For his part, though, Johnny Ryan dispenses with the pleasantries and presents the starkest and ickiest of his straightforward horror comics to date. Using an astronaut's search for his missing wife and fellow spacefarer as a kind of bait, he subjects us to hard-to-shake imagery (an S.O.S. message spelled out with used tampons on a lunar surface; a vagina-dentata orifice in the shape of a swastika) and dialogue ("Hurry...I can see his penis..." warns the mutilated wife as her husband rushes down a tunnel to save her from the unknown, massive, monstrous assailant approaching them cock-first) that recast the relationship between spouses as pathetically codependent and doomed to death and failure. See also editor Harkham's "A Husband and a Wife," which could fit right alongside Emily Carroll's nearly identically plotted webcomic "The Room" in some concept album about spouses gone monstrous but which substitutes Carroll's lush coloring with a bravura display of blood-spatter-as-black-spotting. The fauxtobiographical strip from Gabrielle Bell (her best yet of this sort, which is saying something) and Leon Sadler's loosey-goosey elves-and-insects romps are lighter in tone but no less fixated on the idea of love as something shot through with death. (Look around the altcomix landscape and you'll see a plethora of new-ish anthologies moving very much in the wake of Kramers; many of them, and many other cartoonists and comics besides, are mining much the same sex-horror vein. Kramers now feels like a "break out the good china" prestige anthology compared to the Armory Show-style upstart it was circa Summer 2003, but it's still tapped directly into the zeitgeist of the best and edgiest young cartoonists, even if it's mostly using more established talents at this point.)

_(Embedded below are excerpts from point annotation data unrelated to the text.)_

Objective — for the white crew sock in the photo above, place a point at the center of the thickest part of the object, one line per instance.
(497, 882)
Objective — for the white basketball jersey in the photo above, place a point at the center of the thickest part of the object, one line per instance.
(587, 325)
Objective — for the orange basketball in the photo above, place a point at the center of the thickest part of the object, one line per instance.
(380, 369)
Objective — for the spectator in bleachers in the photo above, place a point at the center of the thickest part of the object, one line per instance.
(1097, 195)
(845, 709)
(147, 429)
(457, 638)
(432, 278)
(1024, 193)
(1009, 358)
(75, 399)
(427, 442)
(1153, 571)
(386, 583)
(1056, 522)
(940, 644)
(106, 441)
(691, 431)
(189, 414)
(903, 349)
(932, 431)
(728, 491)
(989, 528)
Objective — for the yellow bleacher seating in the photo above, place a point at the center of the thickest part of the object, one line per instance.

There are less grim moments to be found here, though. Tim Hensley's splash-page gag comic features a performance-art-hating sniper erroneously training his rifle on a gesticulating traffic cop -- black comedy to be sure, but too silly, and too beautifully drawn in Hensley's classical style, to be anything but funny. Ben Jones offers up a shaggy-dog (get it?) joke about a caveman's triumphant self-presentation to the tribe after discovering doggy-style (get it??) sex, couched in a sci-fi comedy about a couple of dudes with giant dog heads for torsos (get it???). Relative up-and-comer Anya Davidson's "Barbarian Bitch" is as combat-driven as you'd expect from a comic with that title, but it's ultimately more about the pleasures of proficiency, the quest to possess power that doesn't stem from asserting one's superiority over others. Heck, Davidson's own cartooning is a case in point: Loose and kinetic, it bounces between multiple simultaneous story lines from panel to panel without warning, evoking Jaime Hernandez's delicious density of narrative information without aping his tightness of layout and line. Even C.F.'s defiantly sleazy story is a happy one, when you think of it; its baggage is yours, not his.

But that's where that pesky "unified aesthetic space" comes in and messes with you. Trim away the outliers from the outsiders, and the disparate halves of what you're left with can't help but be viewed in concert. This effect is embodied in Chris Cilla's "Secret Tourist," in which a visitor to a kitschy roadside attraction first reminisces about losing his virginity in a similar location, then takes advantage of the attractive tour guide's down time to have a quickie with her when (he thinks) no one's looking. The sex stuff here has real heat, an always welcome focus on the moments when the potential of desire is actualized by mutual consent into the reality of sexual pleasure. But it curdles like spoiled milk with the surprise ending, when the copulating couple is spotted by a stray kid from the tour group, who tells them to go ahead and finish, he won't tell anyone. The sexy becomes creepy, and there's a dispiriting sense that some opportunity to shake free of the ugliness, if only for a moment, has been lost. That's an odd effect for a comic to go for, but a fascinating one; a true one.